Tout a commencé un après-midi. Amina était assise au salon avec sa fille lorsque son mari arriva, une mallette à la main. Il annonça qu’il avait été renvoyé de son travail et que son patron ne lui avait pas versé son salaire. Amina lui demanda de porter plainte, mais Aliyu répondit qu’il n’avait pas assez d’argent pour lutter contre un homme riche. Il ajouta qu’au Cameroun, la corruption était trop forte et qu’il n’avait aucune chance de gagner.
Le lendemain, Aliyu rassembla tous ses diplômes et commença à chercher du travail en vain. Un soir, il rentra épuisé et dit à sa femme :
— Je suis fatigué. Cela fait bientôt deux semaines que je cherche du travail en vain. Je ne sais même pas ce que Hadiza va manger aujourd’hui.
Amina lui répondit calmement :
— Ne t’inquiète pas, Dieu va nous aider.
Le lendemain, Aliyu alla voir un de ses amis, Amadou, propriétaire d’une grande boutique. Il lui demanda du travail et Amadou lui proposa un poste de livreur. Il lui confia des marchandises d’une valeur de plus d’un million de francs à livrer.
En chemin, Aliyu fut agressé par des bandits qui lui volèrent la marchandise et le véhicule.

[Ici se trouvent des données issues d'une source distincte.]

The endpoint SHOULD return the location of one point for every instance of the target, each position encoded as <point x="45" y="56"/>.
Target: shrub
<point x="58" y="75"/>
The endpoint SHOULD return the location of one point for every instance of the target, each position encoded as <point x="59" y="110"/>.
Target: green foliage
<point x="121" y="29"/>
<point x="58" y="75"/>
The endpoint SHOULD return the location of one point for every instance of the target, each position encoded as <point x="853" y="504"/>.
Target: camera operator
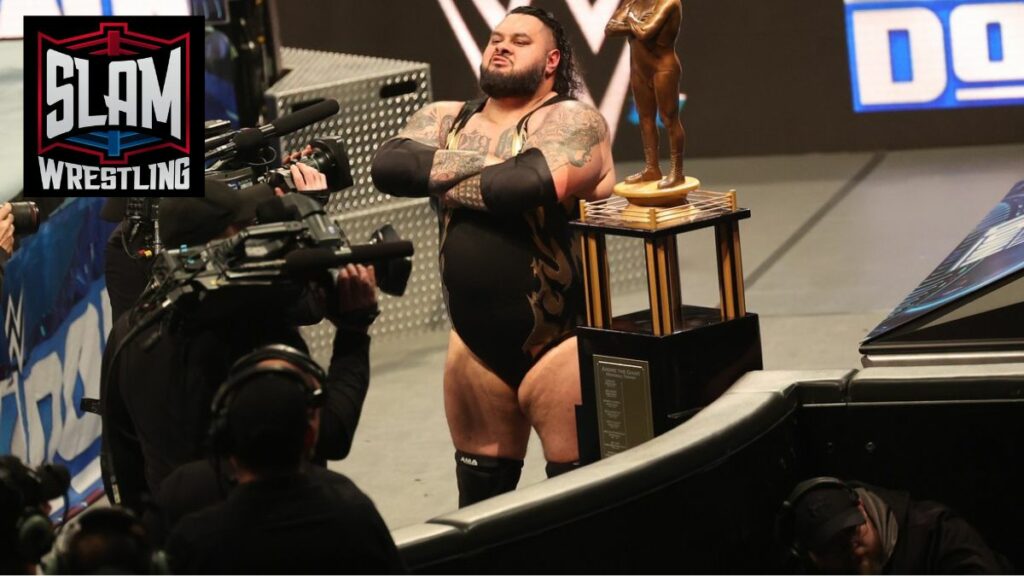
<point x="284" y="516"/>
<point x="26" y="532"/>
<point x="155" y="400"/>
<point x="104" y="540"/>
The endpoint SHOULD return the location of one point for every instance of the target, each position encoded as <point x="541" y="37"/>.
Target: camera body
<point x="26" y="217"/>
<point x="251" y="165"/>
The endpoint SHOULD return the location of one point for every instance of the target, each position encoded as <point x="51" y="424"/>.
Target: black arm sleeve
<point x="347" y="380"/>
<point x="521" y="182"/>
<point x="401" y="167"/>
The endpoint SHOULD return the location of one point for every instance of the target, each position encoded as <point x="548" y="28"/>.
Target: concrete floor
<point x="835" y="243"/>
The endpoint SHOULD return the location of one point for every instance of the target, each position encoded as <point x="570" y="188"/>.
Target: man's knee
<point x="558" y="468"/>
<point x="482" y="477"/>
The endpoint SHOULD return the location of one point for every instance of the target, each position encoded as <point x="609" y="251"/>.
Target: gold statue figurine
<point x="652" y="27"/>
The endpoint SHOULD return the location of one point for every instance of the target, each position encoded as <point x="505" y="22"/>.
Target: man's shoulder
<point x="443" y="108"/>
<point x="572" y="111"/>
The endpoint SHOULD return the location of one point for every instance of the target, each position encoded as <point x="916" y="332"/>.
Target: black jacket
<point x="303" y="524"/>
<point x="157" y="394"/>
<point x="933" y="539"/>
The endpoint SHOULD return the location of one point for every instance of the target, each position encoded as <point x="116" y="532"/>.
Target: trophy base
<point x="647" y="194"/>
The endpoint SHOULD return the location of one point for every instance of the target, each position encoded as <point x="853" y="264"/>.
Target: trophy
<point x="652" y="27"/>
<point x="645" y="372"/>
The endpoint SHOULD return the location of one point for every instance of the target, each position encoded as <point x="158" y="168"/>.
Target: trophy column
<point x="643" y="373"/>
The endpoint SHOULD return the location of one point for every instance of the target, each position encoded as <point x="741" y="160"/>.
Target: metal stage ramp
<point x="835" y="242"/>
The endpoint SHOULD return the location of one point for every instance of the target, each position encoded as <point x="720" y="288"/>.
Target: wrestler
<point x="507" y="172"/>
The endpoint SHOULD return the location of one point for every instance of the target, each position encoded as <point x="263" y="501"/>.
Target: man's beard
<point x="512" y="84"/>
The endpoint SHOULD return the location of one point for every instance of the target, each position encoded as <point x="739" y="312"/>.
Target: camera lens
<point x="330" y="157"/>
<point x="392" y="275"/>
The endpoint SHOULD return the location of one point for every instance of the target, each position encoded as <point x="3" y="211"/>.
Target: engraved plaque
<point x="624" y="411"/>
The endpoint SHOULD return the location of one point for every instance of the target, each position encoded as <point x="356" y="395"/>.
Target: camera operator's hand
<point x="355" y="303"/>
<point x="6" y="229"/>
<point x="306" y="178"/>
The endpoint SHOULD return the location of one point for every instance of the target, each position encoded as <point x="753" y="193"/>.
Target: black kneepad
<point x="482" y="477"/>
<point x="521" y="182"/>
<point x="401" y="167"/>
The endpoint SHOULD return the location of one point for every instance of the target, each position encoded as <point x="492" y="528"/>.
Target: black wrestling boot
<point x="482" y="477"/>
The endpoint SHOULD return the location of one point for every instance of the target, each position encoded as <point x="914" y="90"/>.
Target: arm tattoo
<point x="466" y="194"/>
<point x="505" y="148"/>
<point x="452" y="166"/>
<point x="422" y="127"/>
<point x="569" y="135"/>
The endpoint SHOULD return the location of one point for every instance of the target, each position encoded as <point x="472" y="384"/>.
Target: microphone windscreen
<point x="308" y="259"/>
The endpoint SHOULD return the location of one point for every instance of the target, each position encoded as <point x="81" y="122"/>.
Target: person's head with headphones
<point x="26" y="531"/>
<point x="265" y="416"/>
<point x="104" y="540"/>
<point x="826" y="526"/>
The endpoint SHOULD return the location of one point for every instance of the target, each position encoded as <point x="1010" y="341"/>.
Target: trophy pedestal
<point x="646" y="372"/>
<point x="648" y="194"/>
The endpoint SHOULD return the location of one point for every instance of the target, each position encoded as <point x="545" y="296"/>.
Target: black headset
<point x="784" y="522"/>
<point x="34" y="530"/>
<point x="103" y="520"/>
<point x="298" y="369"/>
<point x="28" y="491"/>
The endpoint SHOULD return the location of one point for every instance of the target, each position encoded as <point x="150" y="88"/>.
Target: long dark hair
<point x="566" y="75"/>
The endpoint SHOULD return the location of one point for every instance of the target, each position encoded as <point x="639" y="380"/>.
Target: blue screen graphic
<point x="912" y="54"/>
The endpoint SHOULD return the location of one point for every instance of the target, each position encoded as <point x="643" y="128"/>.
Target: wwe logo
<point x="13" y="328"/>
<point x="589" y="17"/>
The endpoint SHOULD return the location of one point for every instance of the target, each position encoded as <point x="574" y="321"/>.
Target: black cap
<point x="823" y="512"/>
<point x="267" y="421"/>
<point x="197" y="220"/>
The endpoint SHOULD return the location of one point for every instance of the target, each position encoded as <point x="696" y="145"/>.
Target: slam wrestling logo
<point x="112" y="106"/>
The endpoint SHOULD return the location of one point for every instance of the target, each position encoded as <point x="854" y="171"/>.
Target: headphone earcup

Désespéré, il retourna tout raconter à Amadou.Mais celui-ci l’accusa d’avoir volé les marchandises parce qu’il était endetté, et porta plainte contre lui. Aliyu fut arrêté et conduit en cellule.
Amina supplia Amadou de libérer son mari, mais il répondit qu’il ne le ferait qu’après avoir récupéré son argent ou ses marchandises. En larmes devant le commissariat, Amina attira l’attention d’un inspecteur nommé Moussa Herman. Il lui demanda ce qui se passait, et elle lui raconta toute l’histoire.
Touché, Moussa décida de payer la somme réclamée. Pour le remercier, Aliyu proposa de lui donner sa fille Hadiza en mariage. Moussa refusa d’abord, expliquant qu’elle était encore une enfant. Mais les parents insistèrent, affirmant qu’il pourrait lui offrir une vie meilleure. Finalement, il accepta à contre-cœur, et le mariage fut célébré le jour même à la mairie.
Après le mariage, Moussa emmena Hadiza vivre chez lui et la traita comme sa propre fille. Lorsqu’elle obtint son certificat d’études primaires, Moussa s’occupa de ses papiers et l’envoya poursuivre ses études en Belgique.